Just behind him, a machine spits out yellow ink pens at a rate of around 6,000 per hour.
On another floor, finished crayons in a kaleidoscope of colours are packed into boxes for shipping to the United States, Britain and South Korea.
Those are the countries at the centre of the current adult colouring craze, said Staedtler chief executive Axel Marx.
In the US, nine colouring books are currently among the top 20 best-selling products on Amazon.
"Gradually, we're seeing a similar development in European countries too," said Horst Brinkmann, head of marketing and sales at rival Stabilo Schwan, which makes fluorescent marker pens and coloured pencils.
All the players in the sector are keen to get a slice of the cake.
Stabilo has launched a set of crayons and book with spring motifs. Swiss upmarket maker Caran d'Ache has published its own colouring book of Alpine scenes.
Without revealing any figures, Mr Brinkmann said Stabilo's sales of crayons had risen by more than 10 per cent while Staedtler saw its sales go up by 14 per cent last year to 322 million euros (S$491 million).
"That's remarkable in this age of digitalisation," said Mr Marx.
But the hype also gives Mr Martin a headache of sorts.
"No one knows how long it will last," he admits. "We need to strike a balance, so as to know how much to sensibly invest to be able to ride the wave, while still keeping in mind that the trend could vanish as quickly as it started."
He added that adjustments to working hours are being made and the factory has also hired around 30 temporary workers.
There is also a question as to whether to invest 300,000 euros in a new machine, he said.

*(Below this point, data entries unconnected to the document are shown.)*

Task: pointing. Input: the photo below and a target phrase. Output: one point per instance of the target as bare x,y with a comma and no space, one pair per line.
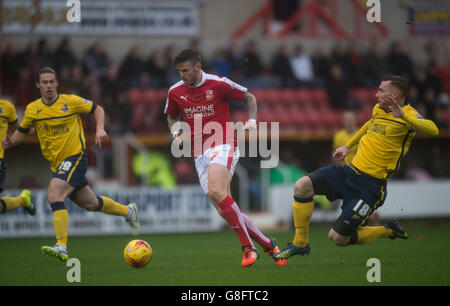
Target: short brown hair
187,56
398,82
45,70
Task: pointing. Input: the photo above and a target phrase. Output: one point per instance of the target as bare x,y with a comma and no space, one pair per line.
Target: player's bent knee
303,188
341,240
216,194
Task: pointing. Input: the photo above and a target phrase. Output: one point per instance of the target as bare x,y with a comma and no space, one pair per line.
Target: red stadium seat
319,98
303,95
364,95
286,96
136,97
270,96
239,116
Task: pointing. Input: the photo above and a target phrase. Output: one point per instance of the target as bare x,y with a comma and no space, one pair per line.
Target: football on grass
137,253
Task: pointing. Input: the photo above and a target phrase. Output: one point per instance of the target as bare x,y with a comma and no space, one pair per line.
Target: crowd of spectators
95,76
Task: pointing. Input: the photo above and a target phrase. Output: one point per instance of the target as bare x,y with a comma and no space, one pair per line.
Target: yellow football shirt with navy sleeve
7,116
386,141
58,126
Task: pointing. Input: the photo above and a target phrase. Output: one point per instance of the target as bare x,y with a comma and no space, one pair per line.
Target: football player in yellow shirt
8,123
56,119
383,142
349,120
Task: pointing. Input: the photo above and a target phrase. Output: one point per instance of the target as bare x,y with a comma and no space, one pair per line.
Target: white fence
185,209
405,199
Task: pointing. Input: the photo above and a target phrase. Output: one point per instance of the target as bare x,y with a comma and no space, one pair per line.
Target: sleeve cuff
22,130
94,106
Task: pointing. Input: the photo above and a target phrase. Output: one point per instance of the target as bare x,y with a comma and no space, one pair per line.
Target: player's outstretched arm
422,125
100,133
355,139
252,107
16,138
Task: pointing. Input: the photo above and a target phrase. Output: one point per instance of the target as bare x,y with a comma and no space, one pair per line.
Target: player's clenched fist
6,142
340,153
100,137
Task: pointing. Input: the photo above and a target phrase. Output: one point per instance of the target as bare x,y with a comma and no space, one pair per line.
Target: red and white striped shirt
207,101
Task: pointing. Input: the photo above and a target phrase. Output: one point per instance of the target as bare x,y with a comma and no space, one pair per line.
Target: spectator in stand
96,60
321,64
340,57
253,66
75,82
220,65
171,72
281,67
399,62
157,66
10,68
338,90
111,82
64,57
234,58
355,68
374,64
302,67
121,112
44,55
132,67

Staedtler is ready to pump in the cash, with the hope that "if the market falls again, we can use the machines for different types of products", Mr Martin noted.
But rival makers are betting on the durability of the trend.
Caran d'Ache has invested in production equipment and extended working hours, said its president Carole Hubscher.
She is convinced that writing and drawing "won't disappear".
Mr Brinkmann said adult colouring "is part of a fundamental and universal trend towards slowing down".
Mr Marx is more fatalistic, observing that a trend such as colouring is unpredictable.
"But we're keeping our fingers crossed that it'll continue," he said.